As Christians, we seem to have a hard time reading the book of Isaiah without immediately thinking of Jesus. Because while we are preparing for Jesus’ birth in four weeks, we know what happened two thousand years ago. God did tear open the heavens. And good, observant Jews, who had been hearing the book of Isaiah’s writings all of their lives, recognised a connection between Jesus and the words of the book of Isaiah. The Gospel accounts of Jesus were written down by people who often framed their understanding of who Jesus was through the lens of the book of Isaiah’s writing. “Oh, that you would tear open the heavens and come down.”
And God did come. God heard the cries of the people and changed the way we relate to the Divine. A baby was born in Bethlehem, in a manger, away from the halls of power and privilege. And the world was turned upside down by this man, fully human, fully divine. Once the Divine enters the world, even the heavens themselves will be shaken. By making reference to sun, moon, and stars, this weeks reading from Mark 13 is cluing us in to the truth that God’s reign is a cosmic reign, it isn’t just a change of administration like ion the political sphere of our worldly nations. It isn’t just new people taking over. It is an entirely new creation.
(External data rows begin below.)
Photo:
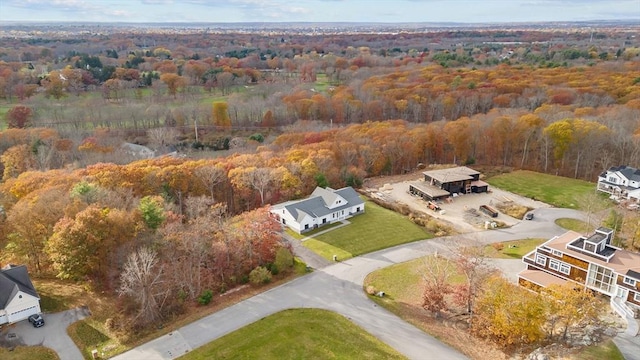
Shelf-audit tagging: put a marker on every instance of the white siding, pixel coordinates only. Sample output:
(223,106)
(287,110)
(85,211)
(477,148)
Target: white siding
(21,306)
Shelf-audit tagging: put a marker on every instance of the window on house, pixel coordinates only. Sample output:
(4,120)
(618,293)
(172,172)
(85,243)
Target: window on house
(601,278)
(541,260)
(629,281)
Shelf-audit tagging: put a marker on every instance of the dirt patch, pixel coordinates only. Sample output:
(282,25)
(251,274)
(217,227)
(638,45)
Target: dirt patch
(513,209)
(460,212)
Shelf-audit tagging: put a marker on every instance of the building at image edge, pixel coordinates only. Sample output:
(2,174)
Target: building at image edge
(591,261)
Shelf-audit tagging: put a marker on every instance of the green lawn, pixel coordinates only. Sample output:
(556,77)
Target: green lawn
(513,249)
(297,334)
(555,190)
(89,334)
(575,225)
(326,250)
(607,350)
(402,283)
(28,353)
(378,228)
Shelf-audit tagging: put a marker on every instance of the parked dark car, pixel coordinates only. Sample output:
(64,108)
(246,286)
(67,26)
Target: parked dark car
(36,320)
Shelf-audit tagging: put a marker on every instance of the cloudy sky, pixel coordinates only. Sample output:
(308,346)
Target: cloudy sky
(469,11)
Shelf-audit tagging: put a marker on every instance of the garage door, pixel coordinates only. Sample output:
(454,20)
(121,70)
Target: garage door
(22,314)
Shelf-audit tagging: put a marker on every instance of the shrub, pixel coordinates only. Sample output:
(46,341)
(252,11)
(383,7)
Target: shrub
(371,290)
(260,275)
(205,297)
(273,269)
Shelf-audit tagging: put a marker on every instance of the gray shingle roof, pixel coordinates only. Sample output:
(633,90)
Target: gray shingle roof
(12,280)
(316,204)
(628,171)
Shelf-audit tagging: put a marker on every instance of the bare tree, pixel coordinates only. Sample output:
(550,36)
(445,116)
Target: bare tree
(162,136)
(471,261)
(210,176)
(436,274)
(142,280)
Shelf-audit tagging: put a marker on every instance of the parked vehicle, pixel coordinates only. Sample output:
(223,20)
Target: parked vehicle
(36,320)
(489,211)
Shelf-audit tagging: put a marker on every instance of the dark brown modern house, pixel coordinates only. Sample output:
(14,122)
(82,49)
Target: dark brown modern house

And so, we wait in patience, knowing that not every act of God resounds like a pounding sledgehammer. In the book of Isaiah’s metaphor, God does not always split open the heavens. Whereas even his closest disciples longed to call down fire from heaven and to brandish swords, Jesus compared his coming kingdom to tiny mustard seeds and to the imperceptible but certain fermentation of yeast.
As we enter Advent, we begin it with a revelation that a change is coming. And we are told to wait for it. To watch for it. In the coming weeks, as we light the candles and prepare for Christ’s return and for Christ’s birth, watch, wait, and keep awake. Or for others, as we put up the decorations and select the gifts we are still to watch and wait and keep awake. The Good News is at hand.